Le sou­venir de Mar­cel Schlum­berg­er, mécani­cien avisé ayant su trans­former le pro­jet vision­naire de son frère Con­rad (X 1898), le physi­cien, en une réal­i­sa­tion indus­trielle qui fait encore aujour­d’hui du groupe Schlum­berg­er la référence mon­di­ale du para­pétroli­er, ce sou­venir a dû inspir­er la stratégie que Jacques Dela­cour souhaitait appli­quer à l’IFP en matière d’in­no­va­tion tech­nologique. Ayant épousé une nièce et filleule de Con­rad, il a ren­du hom­mage aux deux frères dans les colonnes de La Jaune et la Rouge (novem­bre 1992) et était admin­is­tra­teur de la Fon­da­tion ” Musée Schlum­berg­er ” con­sacrée à la mémoire de ces deux grands précurseurs.

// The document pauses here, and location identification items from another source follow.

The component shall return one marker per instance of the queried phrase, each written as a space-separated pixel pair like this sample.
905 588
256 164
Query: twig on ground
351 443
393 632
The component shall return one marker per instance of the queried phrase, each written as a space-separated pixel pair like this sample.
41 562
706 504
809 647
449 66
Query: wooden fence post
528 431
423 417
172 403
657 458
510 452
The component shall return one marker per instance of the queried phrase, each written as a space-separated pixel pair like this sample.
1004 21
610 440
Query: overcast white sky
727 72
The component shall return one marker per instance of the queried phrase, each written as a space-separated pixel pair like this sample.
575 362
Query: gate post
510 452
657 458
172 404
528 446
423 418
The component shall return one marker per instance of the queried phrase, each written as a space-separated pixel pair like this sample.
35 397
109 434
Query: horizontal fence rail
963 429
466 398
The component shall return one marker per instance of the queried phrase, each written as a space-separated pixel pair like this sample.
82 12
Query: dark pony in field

Notre pro­fes­sion com­mune, le para­pétroli­er, affronte encore aujour­d’hui des défis red­outa­bles pour faire face aux besoins énergé­tiques d’une pop­u­la­tion mon­di­ale crois­sant en nom­bre et en richesse sans déna­tur­er son envi­ron­nement. La France y tient une place bien supérieure à celle que la nature lui a accordée en matière de ressources d’hy­dro­car­bu­res. Pour main­tenir ce rang il importe que l’in­spi­ra­tion qui a guidé Jacques Dela­cour tout au long de sa car­rière fasse école pour tous ceux, et ils sont encore nom­breux, qui œuvrent dans ce domaine ou envis­agent de lui con­sacr­er leurs talents.

Comme Con­rad et Mar­cel Schlum­berg­er ont su le faire il y a près d’un siè­cle, puis­sions-nous, en France ou dans le cadre européen, com­bin­er le génie vision­naire du pre­mier et le sens indus­triel du sec­ond pour tou­jours réus­sir, dans nos match­es inter­na­tionaux de Recherche et Développe­ment, à ” trans­former l’essai ” !

J’ai le sen­ti­ment pro­fond qu’en exp­ri­mant ce souhait je traduis, quelques mois après qu’il nous ait quit­tés, le cœur de la pen­sée de Jacques Delacour.

N. B. Jacques Dela­cour a pub­lié dans La Jaune et Rouge d’avril et mai 1993 un “Libre pro­pos” rela­tant ses aven­tures pétrolières en URSS et en juin/juillet 1995 un “Libre pro­pos” sur “L’île à hélice” rap­prochant le roman de Jules Verne de l’épopée du< posi­tion­nement dynamique.